Googleは、Google CloudでGPUが半額で利用可能になる「プリエンティブGPU」(Preemptible GPUs)を発表しました。ベータ版として提供されます。

Google Cloud Platform Blog: Introducing Preemptible GPUs: 50% Off

Googleは2015年に、通常のインスタンスよりも料金が大幅に安くなる「プリエンプティブ仮想マシン」を正式にリリースしています。今回のプリエンプティブGPUは、そのプリエンプティブ仮想マシンにアタッチされたGPUの利用料金が安くなる、というものです。

(新野注:英語での名称はPreemptible VM、つまり「プリエンティブVM」なのですが、Googleは日本語の公式名称としてこれを「プリエンプティブ仮想マシン」としています。そのため、本記事中でもPreemptibleを「プリエンプティブ」としています)

Google Cloud側の都合でシャットダウンされる可能性がある

プリエンティブ仮想マシンは安価に利用できる代わりに、Google Cloud側によっていつでも自動的に終了させられる可能性があり、最大24時間で自動的にインスタンスが終了します。また、メンテナンス時にライブマイグレーションされず自動再起動もされないため、SLAの対象外になっている、といった制限があります。

つまりプリエンプティブ仮想マシンとは、Google Cloud側でいつでも調整可能なコンピューティングリソースとして使われる可能性がある代わりに、安く提供されているという位置づけなのです。

今回発表されたプリエンプティブGPUは、このプリエンプティブ仮想マシンにアタッチされたGPUであり、位置づけとしては同様にGoogle Cloudがいつでも調整可能なリソースになります。

そのため、プリエンプティブGPUと通常のGPUサービスとの違いは2つある、と説明されています。

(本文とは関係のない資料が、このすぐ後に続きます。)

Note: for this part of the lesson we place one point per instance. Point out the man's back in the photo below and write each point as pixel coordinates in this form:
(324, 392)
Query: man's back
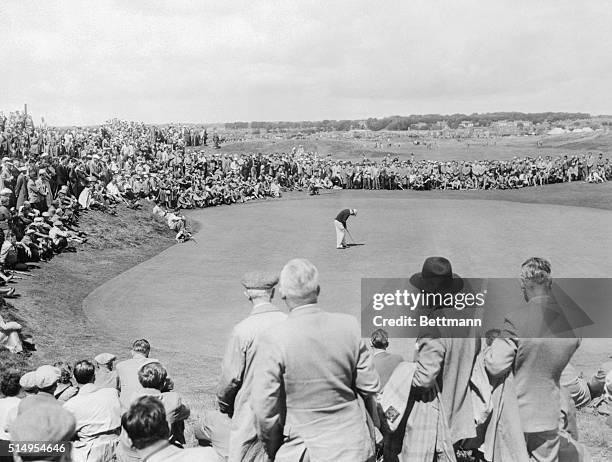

Resources attached to Preemptible VMs are the same as equivalent on-demand resources with two key differences: Compute Engine may shut them down after providing you a 30-second warning, and you can use them for a maximum of 24 hours.

プリエンプティブ仮想マシンにアタッチされているリソースはオンデマンドなリソースと同様であるが、2つだけ大事な違いがある。30秒前の通知によってシャットダウンされることがあり、最大利用時間が24時間である、ということだ。

プリエンプティブGPUの価格は、NVIDIA K80が1時間あたり通常価格0.45ドルなのに対し、プリエンプティブGPUでは0.22ドルで、NVIDIA P100が1時間あたり通常価格1.46ドルに対し、プリエンプティブGPUでは0.73ドルとなっています。